In questo secondo <episodio parliamo di NIGHTSHADE.

Questa è una serie che sarebbe potuta entrare nelle mie preferite, però poi l’autrice ha preso delle decisioni che mi hanno mortalmente delusa e quindi…
“Nightshade” mi è piaciuto tantissimo. Mentre lo divoravo mi sono innamorata di un personaggio più di altri e durante l’ultimo capitolo la mia voglia di continuare la serie era alle stelle.
Comprati i seguiti immediatamente.
Delusione totale, perché come al solito la storia cambia e si evolve, ma non in modo positivo.

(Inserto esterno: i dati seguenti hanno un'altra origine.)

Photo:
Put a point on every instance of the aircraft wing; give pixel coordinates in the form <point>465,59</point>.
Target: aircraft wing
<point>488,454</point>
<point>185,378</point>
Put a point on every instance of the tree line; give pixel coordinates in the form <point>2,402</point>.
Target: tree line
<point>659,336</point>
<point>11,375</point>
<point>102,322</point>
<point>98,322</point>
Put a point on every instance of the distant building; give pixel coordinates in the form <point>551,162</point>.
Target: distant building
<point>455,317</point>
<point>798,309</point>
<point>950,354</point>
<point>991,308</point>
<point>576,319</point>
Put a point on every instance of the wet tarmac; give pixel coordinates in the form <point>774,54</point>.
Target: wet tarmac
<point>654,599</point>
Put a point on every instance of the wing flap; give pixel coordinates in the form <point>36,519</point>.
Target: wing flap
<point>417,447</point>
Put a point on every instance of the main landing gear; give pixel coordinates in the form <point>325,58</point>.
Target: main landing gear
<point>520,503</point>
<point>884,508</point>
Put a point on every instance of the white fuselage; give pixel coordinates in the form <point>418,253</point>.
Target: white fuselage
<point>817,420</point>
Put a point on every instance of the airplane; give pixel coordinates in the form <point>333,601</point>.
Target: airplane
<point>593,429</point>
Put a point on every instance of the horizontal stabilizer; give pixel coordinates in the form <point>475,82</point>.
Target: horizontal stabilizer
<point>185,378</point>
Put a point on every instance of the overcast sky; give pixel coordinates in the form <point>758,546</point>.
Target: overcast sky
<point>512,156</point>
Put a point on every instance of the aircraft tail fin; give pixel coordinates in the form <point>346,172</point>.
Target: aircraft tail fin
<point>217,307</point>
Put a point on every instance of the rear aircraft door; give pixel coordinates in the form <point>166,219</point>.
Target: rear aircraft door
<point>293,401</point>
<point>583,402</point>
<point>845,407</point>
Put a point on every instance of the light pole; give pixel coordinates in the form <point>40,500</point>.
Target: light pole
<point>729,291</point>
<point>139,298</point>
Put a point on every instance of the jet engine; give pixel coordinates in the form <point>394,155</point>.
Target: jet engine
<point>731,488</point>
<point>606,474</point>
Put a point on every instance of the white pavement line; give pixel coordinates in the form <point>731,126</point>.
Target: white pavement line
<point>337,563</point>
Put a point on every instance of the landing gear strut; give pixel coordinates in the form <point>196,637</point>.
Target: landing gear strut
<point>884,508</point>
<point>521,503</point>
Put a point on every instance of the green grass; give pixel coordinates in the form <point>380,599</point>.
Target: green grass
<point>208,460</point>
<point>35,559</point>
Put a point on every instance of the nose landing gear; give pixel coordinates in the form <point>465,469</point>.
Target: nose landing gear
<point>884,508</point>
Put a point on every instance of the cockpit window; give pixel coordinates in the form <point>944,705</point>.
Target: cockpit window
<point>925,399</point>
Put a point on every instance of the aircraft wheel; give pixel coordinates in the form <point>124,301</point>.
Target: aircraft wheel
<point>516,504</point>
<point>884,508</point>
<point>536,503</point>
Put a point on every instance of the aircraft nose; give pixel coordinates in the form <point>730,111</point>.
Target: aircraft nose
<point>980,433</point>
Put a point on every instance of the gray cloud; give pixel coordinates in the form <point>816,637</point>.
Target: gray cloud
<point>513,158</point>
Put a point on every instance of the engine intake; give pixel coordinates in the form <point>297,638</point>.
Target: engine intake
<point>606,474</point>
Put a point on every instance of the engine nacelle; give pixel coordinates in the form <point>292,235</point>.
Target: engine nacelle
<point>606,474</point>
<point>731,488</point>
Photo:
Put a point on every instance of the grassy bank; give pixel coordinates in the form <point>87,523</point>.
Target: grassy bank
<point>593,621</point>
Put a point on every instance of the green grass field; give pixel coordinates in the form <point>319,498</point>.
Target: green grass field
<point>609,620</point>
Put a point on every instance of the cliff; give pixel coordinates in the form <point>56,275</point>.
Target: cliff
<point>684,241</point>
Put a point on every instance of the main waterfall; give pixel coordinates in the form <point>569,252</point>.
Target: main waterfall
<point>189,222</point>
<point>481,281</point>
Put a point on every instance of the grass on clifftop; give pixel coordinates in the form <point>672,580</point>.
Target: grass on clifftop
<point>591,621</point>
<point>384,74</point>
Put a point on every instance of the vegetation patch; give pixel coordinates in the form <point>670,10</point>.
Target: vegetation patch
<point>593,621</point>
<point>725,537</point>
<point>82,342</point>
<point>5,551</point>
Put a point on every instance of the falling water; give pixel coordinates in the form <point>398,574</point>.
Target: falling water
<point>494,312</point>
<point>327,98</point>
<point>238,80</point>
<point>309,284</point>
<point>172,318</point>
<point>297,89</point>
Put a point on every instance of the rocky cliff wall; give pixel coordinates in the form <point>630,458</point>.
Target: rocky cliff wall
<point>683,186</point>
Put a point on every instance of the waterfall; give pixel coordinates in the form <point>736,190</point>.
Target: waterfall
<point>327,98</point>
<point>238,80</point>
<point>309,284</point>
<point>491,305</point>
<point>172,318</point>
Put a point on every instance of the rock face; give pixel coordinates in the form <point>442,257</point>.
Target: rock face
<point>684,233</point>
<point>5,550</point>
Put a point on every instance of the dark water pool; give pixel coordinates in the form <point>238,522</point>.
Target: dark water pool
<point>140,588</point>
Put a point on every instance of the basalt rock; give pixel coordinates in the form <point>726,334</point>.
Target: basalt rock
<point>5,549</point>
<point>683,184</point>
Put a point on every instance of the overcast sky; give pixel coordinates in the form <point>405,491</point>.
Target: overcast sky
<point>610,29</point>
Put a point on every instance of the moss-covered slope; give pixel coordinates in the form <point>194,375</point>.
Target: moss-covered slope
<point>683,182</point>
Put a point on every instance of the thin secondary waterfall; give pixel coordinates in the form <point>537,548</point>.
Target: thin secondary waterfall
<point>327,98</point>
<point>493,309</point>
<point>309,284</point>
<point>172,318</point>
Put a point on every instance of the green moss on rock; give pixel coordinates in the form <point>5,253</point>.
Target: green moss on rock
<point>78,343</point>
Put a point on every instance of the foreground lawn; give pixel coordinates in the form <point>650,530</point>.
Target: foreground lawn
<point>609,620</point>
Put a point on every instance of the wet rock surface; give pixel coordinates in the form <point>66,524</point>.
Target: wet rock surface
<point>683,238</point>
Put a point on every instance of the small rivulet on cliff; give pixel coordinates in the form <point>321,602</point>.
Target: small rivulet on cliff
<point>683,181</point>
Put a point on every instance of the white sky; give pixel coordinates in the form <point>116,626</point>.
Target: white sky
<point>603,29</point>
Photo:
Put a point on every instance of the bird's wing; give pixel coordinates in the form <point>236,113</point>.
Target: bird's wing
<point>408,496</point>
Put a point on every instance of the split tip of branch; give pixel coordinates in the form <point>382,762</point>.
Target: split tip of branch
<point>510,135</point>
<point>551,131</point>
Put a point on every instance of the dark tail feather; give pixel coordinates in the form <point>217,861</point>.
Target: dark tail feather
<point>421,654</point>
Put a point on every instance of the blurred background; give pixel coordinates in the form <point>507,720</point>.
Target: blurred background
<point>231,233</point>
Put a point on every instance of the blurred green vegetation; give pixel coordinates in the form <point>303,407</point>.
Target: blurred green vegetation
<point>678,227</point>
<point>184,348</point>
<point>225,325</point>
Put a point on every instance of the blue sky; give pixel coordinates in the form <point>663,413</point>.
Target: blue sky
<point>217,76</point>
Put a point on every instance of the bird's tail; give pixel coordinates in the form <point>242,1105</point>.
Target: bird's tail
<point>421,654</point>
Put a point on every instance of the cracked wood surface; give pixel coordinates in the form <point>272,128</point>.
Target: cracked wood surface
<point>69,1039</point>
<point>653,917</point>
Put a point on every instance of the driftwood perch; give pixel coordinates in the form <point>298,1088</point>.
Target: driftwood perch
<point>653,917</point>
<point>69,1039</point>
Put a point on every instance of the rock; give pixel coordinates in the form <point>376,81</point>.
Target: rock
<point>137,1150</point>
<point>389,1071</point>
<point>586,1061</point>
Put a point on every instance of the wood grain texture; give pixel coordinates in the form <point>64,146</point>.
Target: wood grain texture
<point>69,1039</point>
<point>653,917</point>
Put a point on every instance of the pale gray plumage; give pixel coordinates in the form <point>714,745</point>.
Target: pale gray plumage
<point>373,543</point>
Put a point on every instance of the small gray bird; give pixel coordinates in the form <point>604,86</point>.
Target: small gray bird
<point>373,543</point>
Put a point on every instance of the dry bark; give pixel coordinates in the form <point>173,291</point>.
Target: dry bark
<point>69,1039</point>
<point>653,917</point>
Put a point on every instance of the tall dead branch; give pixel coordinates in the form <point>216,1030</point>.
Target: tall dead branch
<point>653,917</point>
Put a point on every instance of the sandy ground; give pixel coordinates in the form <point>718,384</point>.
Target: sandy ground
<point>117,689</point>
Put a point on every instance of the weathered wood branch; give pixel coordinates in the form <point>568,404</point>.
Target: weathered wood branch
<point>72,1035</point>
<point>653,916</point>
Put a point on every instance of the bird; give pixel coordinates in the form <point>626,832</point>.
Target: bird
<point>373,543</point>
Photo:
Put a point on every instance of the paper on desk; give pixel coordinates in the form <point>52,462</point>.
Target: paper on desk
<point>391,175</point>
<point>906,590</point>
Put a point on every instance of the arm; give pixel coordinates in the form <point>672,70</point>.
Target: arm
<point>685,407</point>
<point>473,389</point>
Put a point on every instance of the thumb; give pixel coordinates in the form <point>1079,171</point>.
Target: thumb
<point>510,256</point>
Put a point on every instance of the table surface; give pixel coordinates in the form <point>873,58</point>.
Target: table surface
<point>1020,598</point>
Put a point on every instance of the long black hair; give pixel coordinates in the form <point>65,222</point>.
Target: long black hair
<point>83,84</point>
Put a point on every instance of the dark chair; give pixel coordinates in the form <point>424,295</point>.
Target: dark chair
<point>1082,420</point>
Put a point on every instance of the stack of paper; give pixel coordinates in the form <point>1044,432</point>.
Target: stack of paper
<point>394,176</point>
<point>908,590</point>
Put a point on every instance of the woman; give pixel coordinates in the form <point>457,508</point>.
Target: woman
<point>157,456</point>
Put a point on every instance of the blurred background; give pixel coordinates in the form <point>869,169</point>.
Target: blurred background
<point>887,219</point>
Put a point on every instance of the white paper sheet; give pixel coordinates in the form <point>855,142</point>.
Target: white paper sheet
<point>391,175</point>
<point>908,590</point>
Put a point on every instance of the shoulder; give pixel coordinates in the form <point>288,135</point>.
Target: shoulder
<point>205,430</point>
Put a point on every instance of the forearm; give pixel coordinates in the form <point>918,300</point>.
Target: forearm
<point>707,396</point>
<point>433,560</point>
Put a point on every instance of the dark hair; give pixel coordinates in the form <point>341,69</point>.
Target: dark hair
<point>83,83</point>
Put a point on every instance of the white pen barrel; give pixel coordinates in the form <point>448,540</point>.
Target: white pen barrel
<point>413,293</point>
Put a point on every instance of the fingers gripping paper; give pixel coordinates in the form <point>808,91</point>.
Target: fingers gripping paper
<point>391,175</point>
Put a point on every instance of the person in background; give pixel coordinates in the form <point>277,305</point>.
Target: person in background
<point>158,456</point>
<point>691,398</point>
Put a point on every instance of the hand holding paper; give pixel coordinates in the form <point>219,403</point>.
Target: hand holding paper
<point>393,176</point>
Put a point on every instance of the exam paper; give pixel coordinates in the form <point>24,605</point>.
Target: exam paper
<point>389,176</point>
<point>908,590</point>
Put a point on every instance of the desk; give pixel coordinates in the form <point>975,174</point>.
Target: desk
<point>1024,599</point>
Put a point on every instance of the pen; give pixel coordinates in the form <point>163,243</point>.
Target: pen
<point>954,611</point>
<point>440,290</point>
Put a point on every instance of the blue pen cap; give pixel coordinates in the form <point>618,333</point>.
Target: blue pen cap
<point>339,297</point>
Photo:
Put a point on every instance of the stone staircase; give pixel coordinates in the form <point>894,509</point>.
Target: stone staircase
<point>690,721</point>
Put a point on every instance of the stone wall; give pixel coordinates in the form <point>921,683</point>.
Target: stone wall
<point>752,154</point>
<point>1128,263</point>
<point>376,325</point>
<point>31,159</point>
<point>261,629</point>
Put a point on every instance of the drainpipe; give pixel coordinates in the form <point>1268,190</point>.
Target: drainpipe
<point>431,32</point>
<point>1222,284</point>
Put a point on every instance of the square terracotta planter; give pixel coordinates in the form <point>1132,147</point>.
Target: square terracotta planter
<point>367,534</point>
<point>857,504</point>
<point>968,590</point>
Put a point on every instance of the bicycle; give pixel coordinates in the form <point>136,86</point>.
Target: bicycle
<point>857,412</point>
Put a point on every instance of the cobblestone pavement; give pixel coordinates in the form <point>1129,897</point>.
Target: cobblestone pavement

Il triangolo amoroso che dominava il primo libro è sempre presente ma si perde nei seguiti e la presenza del mio personaggio preferito diventa marginale, quasi come se non fosse più necessaria. Il mio amore, che era un personaggio principale, non può essere trattato in questo modo.
Non posso accettarlo.
Lasciando da parte i personaggi, mi sarebbe piaciuto che la trama continuasse ad essere interessante ma così non era. Mi annoiava la lettura, trovavo strani i comportamenti dei lupi e ad un certo punto l’autrice ha sommerso i lettori con nuove comparse delle quali era impossibile ricordare i nomi.
Ovviamente io vi sto dicendo per sommi capi ciò che non mi è piaciuto, ma cercando sul mio blog potrete trovare le recensioni di tutti e tre i libri e vedere come sono cambiate le mie opinioni dal primo al terzo.
La ciliegina sulla torta in mezzo al mare di cose orribili è la morte del mio personaggio preferito.
Tu non lo puoi fare, cara Andrea Cremer! Tu non puoi ammazzarmelo solo perché devi risolvere il triangolo amoroso tra quei tre, è chiaro?
Una denuncia a questa tizia non gliela leva nessuno. NESSUNO!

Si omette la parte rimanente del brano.